Nathan Rozema en Pieter Buisman, in: Sociaal Bestek, december 2015/januari 2016
Wijkeconomie begint en eindigt met lokaal ondernemerschap. Nu het sociale domein met minder geld meer moet bereiken, is het zaak meer rendement te halen uit geldstromen en lokaal vermogen. Ondernemers en ondernemende burgers kunnen dat als geen ander. Vijf punten om aan te werken om dat vermogen los te krijgen.
In de meer traditionele wijkaanpak leek de wijkeconomie altijd meer een deel van de verpakking dan een speerpunt. Werk en inkomen waren weliswaar belangrijke factoren om van krachtwijken prachtwijken te maken, maar het economische beleidsveld leek weinig voeling te hebben met dit ‘gerommel’ in de marge van de ‘grote economie’.

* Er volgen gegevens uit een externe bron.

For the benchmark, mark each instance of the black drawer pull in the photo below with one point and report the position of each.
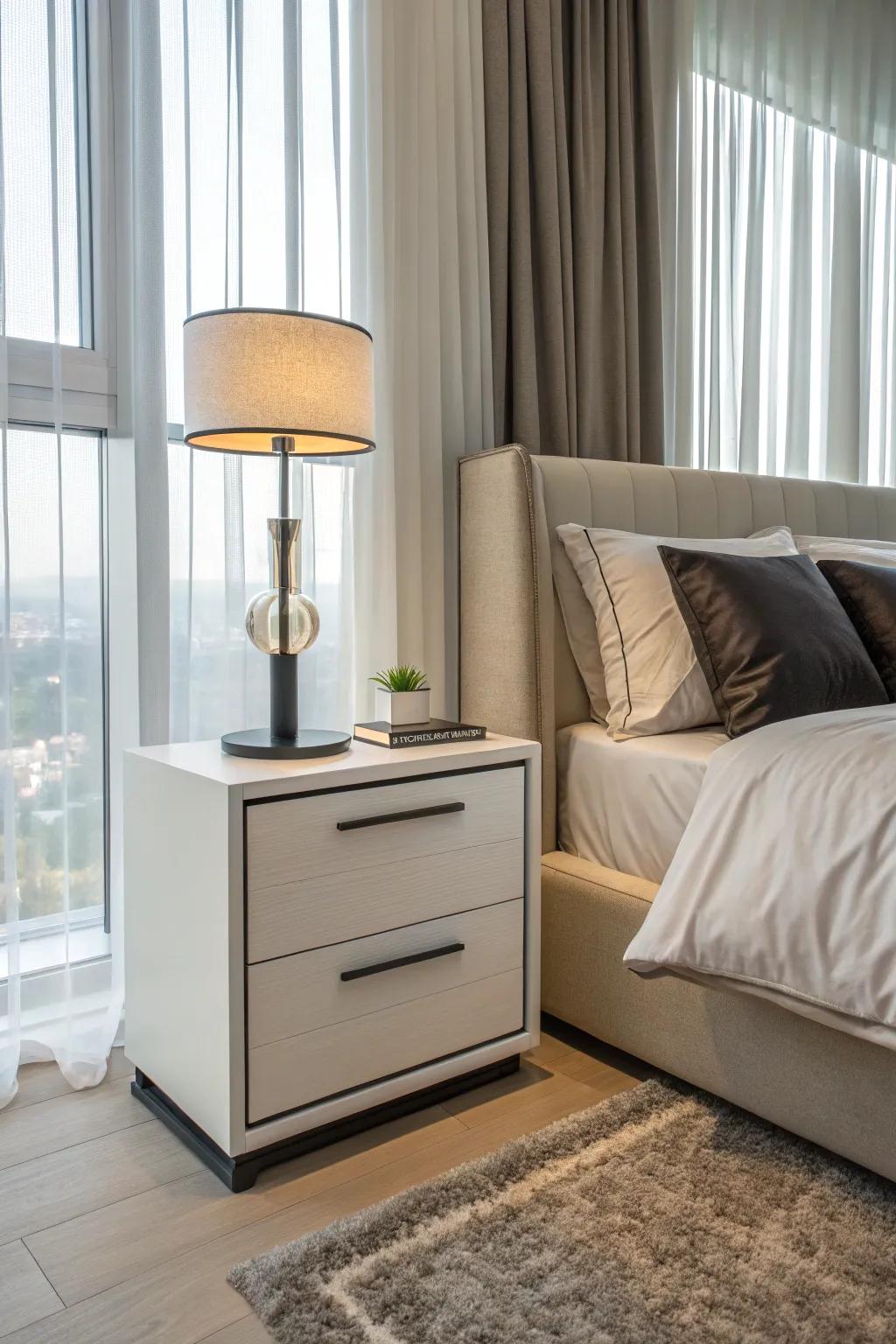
(436, 810)
(402, 962)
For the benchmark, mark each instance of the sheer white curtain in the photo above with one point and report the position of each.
(777, 143)
(421, 283)
(60, 990)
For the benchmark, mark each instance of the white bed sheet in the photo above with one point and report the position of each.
(626, 804)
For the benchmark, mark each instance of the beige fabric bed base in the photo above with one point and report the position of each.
(517, 675)
(830, 1088)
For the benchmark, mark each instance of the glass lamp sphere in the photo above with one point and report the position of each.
(262, 621)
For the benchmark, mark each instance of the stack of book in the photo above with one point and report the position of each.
(434, 732)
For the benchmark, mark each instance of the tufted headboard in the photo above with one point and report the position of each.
(517, 675)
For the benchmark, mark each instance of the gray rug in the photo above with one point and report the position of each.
(660, 1215)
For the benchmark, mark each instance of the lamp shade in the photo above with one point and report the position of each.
(251, 374)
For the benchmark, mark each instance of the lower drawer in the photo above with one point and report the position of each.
(304, 1068)
(296, 995)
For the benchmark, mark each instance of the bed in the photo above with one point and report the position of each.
(517, 675)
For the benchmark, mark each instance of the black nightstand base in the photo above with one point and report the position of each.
(240, 1173)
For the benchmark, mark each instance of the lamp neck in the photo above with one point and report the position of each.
(284, 445)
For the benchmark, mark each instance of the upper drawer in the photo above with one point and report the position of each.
(355, 828)
(316, 912)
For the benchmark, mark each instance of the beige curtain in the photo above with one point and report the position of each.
(574, 234)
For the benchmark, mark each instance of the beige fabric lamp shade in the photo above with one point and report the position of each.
(251, 374)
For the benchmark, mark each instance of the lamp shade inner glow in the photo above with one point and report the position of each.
(251, 374)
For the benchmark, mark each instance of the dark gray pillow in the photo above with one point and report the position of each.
(770, 636)
(868, 594)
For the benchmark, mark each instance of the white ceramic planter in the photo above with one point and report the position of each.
(402, 707)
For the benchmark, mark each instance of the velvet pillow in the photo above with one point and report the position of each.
(868, 594)
(771, 637)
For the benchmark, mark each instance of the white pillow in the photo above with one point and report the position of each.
(845, 549)
(653, 680)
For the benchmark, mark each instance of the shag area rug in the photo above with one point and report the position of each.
(660, 1215)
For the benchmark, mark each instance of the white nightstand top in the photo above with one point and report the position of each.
(361, 764)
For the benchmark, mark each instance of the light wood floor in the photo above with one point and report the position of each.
(113, 1233)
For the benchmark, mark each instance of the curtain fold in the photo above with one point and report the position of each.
(60, 975)
(775, 142)
(421, 283)
(574, 231)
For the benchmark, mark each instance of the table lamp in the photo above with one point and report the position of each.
(273, 381)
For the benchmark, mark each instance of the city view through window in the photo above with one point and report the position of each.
(52, 825)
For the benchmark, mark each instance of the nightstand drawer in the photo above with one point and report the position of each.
(298, 995)
(318, 1063)
(303, 837)
(339, 906)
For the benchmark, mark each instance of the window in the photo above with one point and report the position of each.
(42, 78)
(777, 153)
(52, 620)
(767, 241)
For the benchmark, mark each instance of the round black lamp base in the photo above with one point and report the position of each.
(306, 745)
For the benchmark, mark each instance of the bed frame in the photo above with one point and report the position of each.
(517, 676)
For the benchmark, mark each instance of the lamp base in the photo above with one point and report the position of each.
(306, 744)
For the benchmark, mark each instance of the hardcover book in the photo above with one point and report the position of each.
(416, 734)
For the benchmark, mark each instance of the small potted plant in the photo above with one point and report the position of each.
(402, 695)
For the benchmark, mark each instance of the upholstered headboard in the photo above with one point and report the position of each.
(517, 675)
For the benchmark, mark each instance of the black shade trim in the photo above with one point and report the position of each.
(277, 433)
(280, 312)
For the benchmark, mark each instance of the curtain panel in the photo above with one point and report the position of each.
(574, 241)
(775, 142)
(421, 283)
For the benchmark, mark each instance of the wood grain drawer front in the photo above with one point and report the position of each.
(318, 1063)
(338, 832)
(340, 906)
(301, 993)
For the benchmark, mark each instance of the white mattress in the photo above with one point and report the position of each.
(626, 804)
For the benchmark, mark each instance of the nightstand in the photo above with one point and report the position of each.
(312, 948)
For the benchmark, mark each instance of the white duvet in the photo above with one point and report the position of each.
(785, 880)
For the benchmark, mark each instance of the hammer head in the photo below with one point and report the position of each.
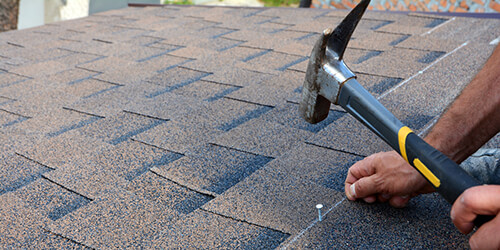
(326, 71)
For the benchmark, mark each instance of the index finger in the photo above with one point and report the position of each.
(484, 200)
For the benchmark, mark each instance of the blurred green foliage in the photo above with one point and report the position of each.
(178, 2)
(280, 3)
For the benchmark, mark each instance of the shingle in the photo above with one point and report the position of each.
(119, 128)
(53, 201)
(17, 171)
(62, 149)
(178, 137)
(396, 63)
(203, 229)
(120, 220)
(224, 114)
(8, 119)
(261, 137)
(205, 90)
(57, 122)
(115, 100)
(175, 78)
(346, 134)
(378, 41)
(237, 77)
(288, 115)
(212, 168)
(273, 91)
(272, 62)
(164, 106)
(21, 226)
(40, 69)
(167, 193)
(425, 96)
(211, 151)
(358, 225)
(87, 88)
(87, 178)
(271, 199)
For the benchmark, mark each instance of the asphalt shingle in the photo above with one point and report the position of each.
(178, 127)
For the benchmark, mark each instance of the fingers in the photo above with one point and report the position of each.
(483, 200)
(486, 237)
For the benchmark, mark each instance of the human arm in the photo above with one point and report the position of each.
(483, 200)
(471, 120)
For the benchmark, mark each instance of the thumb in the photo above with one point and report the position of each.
(364, 187)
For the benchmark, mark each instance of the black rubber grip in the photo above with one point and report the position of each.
(446, 176)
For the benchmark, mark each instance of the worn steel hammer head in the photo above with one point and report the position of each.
(326, 71)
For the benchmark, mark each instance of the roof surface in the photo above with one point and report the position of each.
(177, 127)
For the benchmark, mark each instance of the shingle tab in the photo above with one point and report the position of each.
(178, 127)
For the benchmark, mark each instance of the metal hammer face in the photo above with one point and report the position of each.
(326, 71)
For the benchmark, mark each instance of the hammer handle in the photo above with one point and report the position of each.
(441, 172)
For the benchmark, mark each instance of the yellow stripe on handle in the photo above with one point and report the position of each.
(402, 134)
(426, 172)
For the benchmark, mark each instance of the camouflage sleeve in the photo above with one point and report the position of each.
(484, 165)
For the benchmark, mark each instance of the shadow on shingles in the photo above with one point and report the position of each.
(384, 85)
(431, 57)
(335, 180)
(417, 121)
(244, 118)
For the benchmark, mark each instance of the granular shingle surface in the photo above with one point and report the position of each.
(177, 127)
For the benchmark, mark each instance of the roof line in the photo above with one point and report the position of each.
(457, 14)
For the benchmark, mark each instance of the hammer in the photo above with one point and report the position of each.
(329, 80)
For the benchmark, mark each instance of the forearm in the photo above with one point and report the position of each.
(474, 117)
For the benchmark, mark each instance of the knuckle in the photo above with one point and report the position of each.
(467, 198)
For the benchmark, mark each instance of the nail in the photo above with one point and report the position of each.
(319, 207)
(353, 191)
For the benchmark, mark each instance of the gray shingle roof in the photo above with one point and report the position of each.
(178, 127)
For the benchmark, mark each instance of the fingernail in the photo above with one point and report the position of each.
(353, 191)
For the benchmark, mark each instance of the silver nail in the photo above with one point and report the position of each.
(319, 207)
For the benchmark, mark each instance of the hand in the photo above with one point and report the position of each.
(385, 177)
(483, 200)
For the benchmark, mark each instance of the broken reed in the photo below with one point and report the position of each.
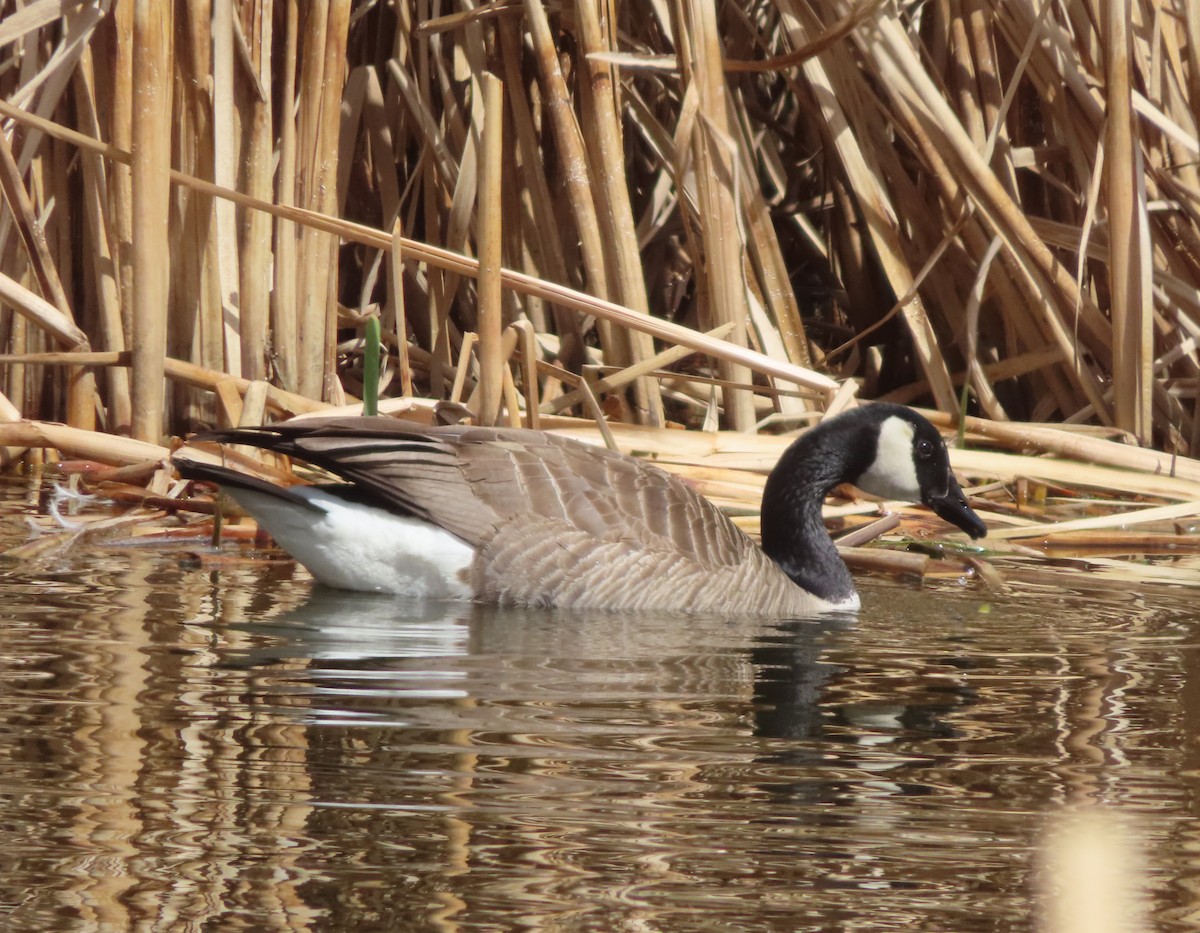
(1003, 196)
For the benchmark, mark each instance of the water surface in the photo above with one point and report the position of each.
(217, 745)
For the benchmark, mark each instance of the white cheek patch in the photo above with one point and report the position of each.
(893, 475)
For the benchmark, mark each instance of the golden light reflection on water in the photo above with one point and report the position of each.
(189, 748)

Wijkeconomie was vooral een onderwerp van de sociale agenda en om die economie te bevorderen werden gemeenten, de welzijnssector en woningcorporaties met subsidies en politieke druk aangezet tot een carrousel van goedbedoelde programma’s en projecten. Die draaiden vooral om de werkgelegenheid, activering, begeleiding en banencreatie. Maar voor ondernemerschap vanuit de mensen in de wijken zelf was vanuit deze geïnstitutionaliseerde wereld – hoe kan het ook anders – nauwelijks aandacht.